Tuesday 24 December 2019

And so this is Christmas......Merry Xmas Everybody.....Lonely This Xmas.....I Wish It Could Be Xmas Everyday

I rushed round Bondi Jn looking for the PO and just made it by 457. Using my phone as a Sat Nav and when I'm driving it's no problem but when I am walking I am completely stuffed up. It sends me all over the place telling me I'm 50 mr away 40 away etc, wrong wrong wrong. Head up Oxford St but it's on Spring St. Eventually guy in con store told me where it is.

Congratulating myself on getting everything sent to UK by reg post $27 and then I found I'd left one important page in my bag.

Say no more about the least best clerk in Sydney.

Lovely Xmas Eve swim at Bronte tho.

Saturday 21 December 2019

Diary of a hypochondriac

No more toothache (I hope), three appointments now completed but need one more to put a filling in over the crown, or into the crown. I can eat on the right hand side now for the first time this year so perhaps there really was a problem even before the real pain.

I've been worrying about kind of vague pain in the pelvic area which I've naturally investigated - blood tests, urine tests, ultrasounds - and my GP recommended no more investigations.

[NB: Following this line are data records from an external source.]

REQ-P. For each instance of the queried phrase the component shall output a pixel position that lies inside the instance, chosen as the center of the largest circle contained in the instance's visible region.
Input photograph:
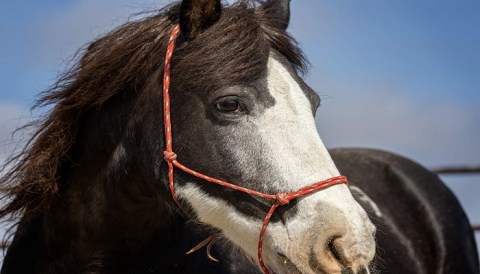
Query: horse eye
(229, 105)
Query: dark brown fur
(121, 63)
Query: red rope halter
(171, 158)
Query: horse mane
(119, 62)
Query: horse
(96, 190)
(201, 87)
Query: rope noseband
(280, 199)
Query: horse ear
(281, 11)
(197, 15)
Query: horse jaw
(302, 243)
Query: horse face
(261, 135)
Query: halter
(280, 199)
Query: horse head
(241, 113)
(95, 176)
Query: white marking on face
(297, 154)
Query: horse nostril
(334, 249)
(362, 270)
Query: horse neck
(107, 211)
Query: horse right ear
(198, 15)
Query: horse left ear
(281, 11)
(198, 15)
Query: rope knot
(169, 156)
(282, 198)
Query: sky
(399, 75)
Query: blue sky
(401, 75)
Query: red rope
(280, 199)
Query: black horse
(91, 189)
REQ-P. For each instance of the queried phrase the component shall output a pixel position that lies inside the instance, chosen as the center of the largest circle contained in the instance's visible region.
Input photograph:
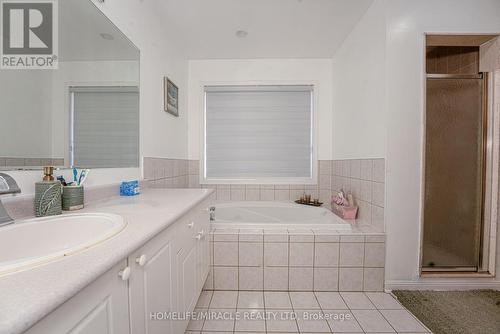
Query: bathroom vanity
(132, 283)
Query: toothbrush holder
(73, 198)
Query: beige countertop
(27, 296)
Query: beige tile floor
(249, 312)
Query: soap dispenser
(48, 195)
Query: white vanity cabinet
(102, 307)
(162, 278)
(168, 274)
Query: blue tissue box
(130, 188)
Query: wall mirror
(85, 113)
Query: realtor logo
(29, 34)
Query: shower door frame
(487, 152)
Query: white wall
(402, 111)
(359, 123)
(25, 114)
(261, 71)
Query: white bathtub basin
(276, 215)
(36, 241)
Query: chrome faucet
(7, 186)
(212, 213)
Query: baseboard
(443, 284)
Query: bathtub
(275, 215)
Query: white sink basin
(36, 241)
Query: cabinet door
(187, 289)
(203, 246)
(151, 293)
(102, 307)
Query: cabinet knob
(141, 260)
(125, 274)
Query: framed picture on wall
(171, 97)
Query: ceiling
(276, 28)
(80, 26)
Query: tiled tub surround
(364, 178)
(296, 260)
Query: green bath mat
(455, 312)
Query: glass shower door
(454, 173)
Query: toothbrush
(83, 176)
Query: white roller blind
(105, 127)
(254, 132)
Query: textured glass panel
(453, 173)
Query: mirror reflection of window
(36, 128)
(104, 126)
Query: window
(104, 127)
(258, 134)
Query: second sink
(36, 241)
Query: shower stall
(455, 160)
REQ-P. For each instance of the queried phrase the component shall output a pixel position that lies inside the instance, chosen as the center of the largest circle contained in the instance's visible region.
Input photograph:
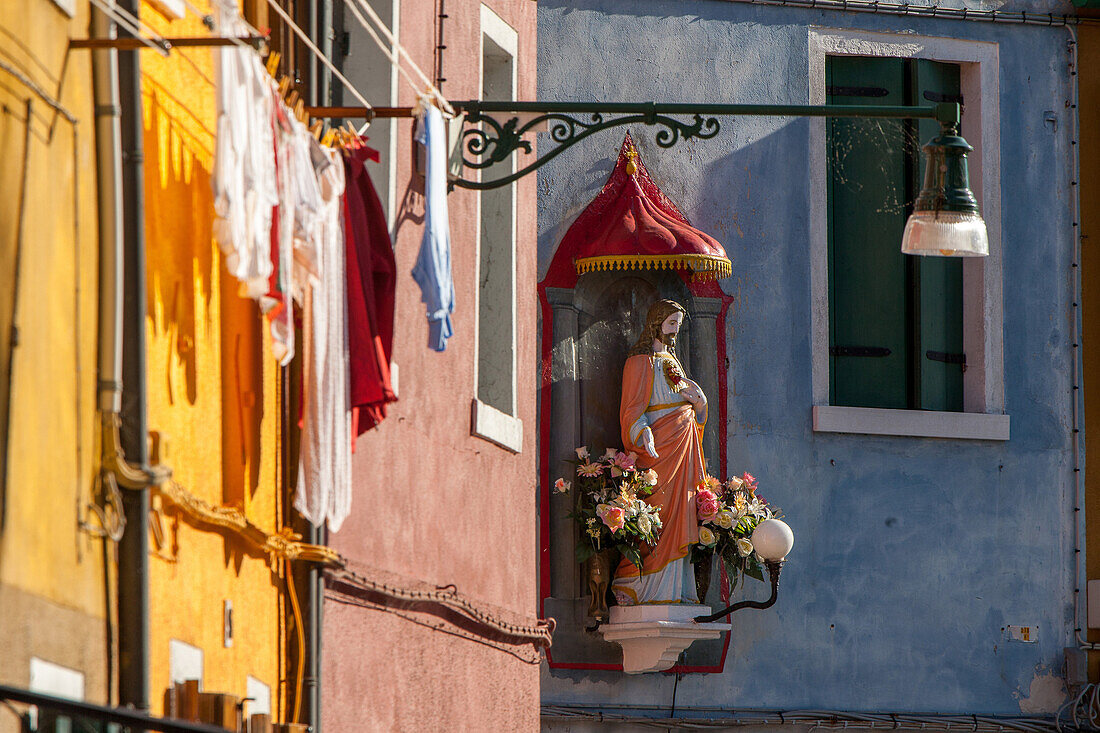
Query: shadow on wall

Good advice as usual. He thinks it is IBS which is very believable.

My blood sugar is up, the only thing found on the blood tests so I might need to get serious about keeping that where it is if not down. New Year's Resolution # 1. Drinking - there's another NYR no doubt allied to blood sugar control?! Maybe do more to get fitter, even go to the gym? NYR # 3? I'm doing plenty of walking mind, mostly with Tosca.

Now for some work on my OU course - Writing the Short Story - which I'm enjoying especially whilst I continue to malinger from work.